Continuamos circulando durante un rato hablando de las sensaciones, del morbo de ser vistos, de los deseos ocultos, de los juegos secretos, de la vida y del placer mientras mi mano jugaba con su polla y se la ponía muy dura.
De repente paró el coche y me dijo: “Segunda parte: ¿Te gusta el dogging?”
Sin dejarme tiempo a responder abrió la luz interior del vehículo, abrió mi puerta, reclinó su asiento y apoyando mi cuerpo sobre el suyo puso un consolador en mi mano y susurró a mi oído: “Me gusta sentirte puta. Excítalos hasta que se corran encima de ti”
Ramon tiene la capacidad de llevarme al límite. Me hace sentir puta, me excita, pero al mismo tiempo me hace sentir apreciada, protegida, segura. Esas sensaciones contradictorias me encantan y me estimulan.
Al poco tiempo empecé a notar movimiento cerca de mí. Ramon les dijo que no me tocaran sólo queríamos su leche…Buuuuffffff es un cabrón pensé. Sabe jugar a los límites sin sobrepasarlos.
Notaba el ritmo frenético de muchas manos pajeándose. Jadeos. No sabía cuántos había y eso aún me excitaba más. Ramon no dejaba de tocar mi cuerpo, de acariciarme, pellizcar mis pezones, jugar con mi culo, dilatándolo y continuar hasta atraer su boca hacia mi boca y fundirnos en un beso largo y profundo mientras sentía como uno tras otro se corrían encima de mi piel. Me arqueaba hacia la polla que descargaba su leche caliente sobre mi.
Rock and Roll a toda mecha, semen, besos y caricias. No sé ni cuánto tiempo pasó hasta que Ramon pronunció las palabras mágicas: “Tercera parte. Ahora me toca a mi. Quiero follarte por el culo”

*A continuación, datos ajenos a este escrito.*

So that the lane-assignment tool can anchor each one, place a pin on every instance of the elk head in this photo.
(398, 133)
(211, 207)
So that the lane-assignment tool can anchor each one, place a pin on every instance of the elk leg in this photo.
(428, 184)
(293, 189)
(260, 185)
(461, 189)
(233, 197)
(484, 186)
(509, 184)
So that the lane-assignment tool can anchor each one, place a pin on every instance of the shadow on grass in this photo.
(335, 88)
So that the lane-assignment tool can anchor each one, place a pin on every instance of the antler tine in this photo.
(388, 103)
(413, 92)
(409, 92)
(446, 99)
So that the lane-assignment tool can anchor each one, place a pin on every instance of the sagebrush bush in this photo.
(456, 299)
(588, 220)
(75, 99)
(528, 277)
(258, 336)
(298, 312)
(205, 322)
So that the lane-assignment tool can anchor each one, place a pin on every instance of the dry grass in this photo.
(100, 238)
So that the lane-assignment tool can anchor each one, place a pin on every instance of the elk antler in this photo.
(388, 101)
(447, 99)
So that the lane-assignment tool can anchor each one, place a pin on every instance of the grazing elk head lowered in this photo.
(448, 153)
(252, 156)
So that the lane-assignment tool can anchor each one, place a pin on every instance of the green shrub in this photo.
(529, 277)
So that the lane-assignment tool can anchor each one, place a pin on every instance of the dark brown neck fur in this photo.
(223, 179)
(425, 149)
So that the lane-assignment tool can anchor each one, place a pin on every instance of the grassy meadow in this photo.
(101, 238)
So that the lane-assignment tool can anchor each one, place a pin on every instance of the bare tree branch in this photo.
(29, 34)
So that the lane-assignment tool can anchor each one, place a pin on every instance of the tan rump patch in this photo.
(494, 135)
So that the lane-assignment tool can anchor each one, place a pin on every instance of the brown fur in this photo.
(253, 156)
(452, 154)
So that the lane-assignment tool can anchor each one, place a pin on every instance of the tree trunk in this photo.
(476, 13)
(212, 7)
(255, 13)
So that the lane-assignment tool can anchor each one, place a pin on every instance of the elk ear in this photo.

Suavemente y cuidadosamente me limpió, me sacó del coche y colocándome sobre el capó me penetró de un golpe seco, profundo, deseado. Tan deseado que me corrí con solo notar su polla dentro de mi culo, encadenando un orgasmo tras otro, hasta que con un profundo suspiro noté como el se corría en un orgasmo compartido interminable. Tras ello me deshizo el pañuelo que cegaba mis ojos y nos fundimos en un largo, tierno e intenso beso.
Una preciosa luna llena llenaba de luz la noche mientras a mi oído susurro: “Me gustas. Eres la mejor”.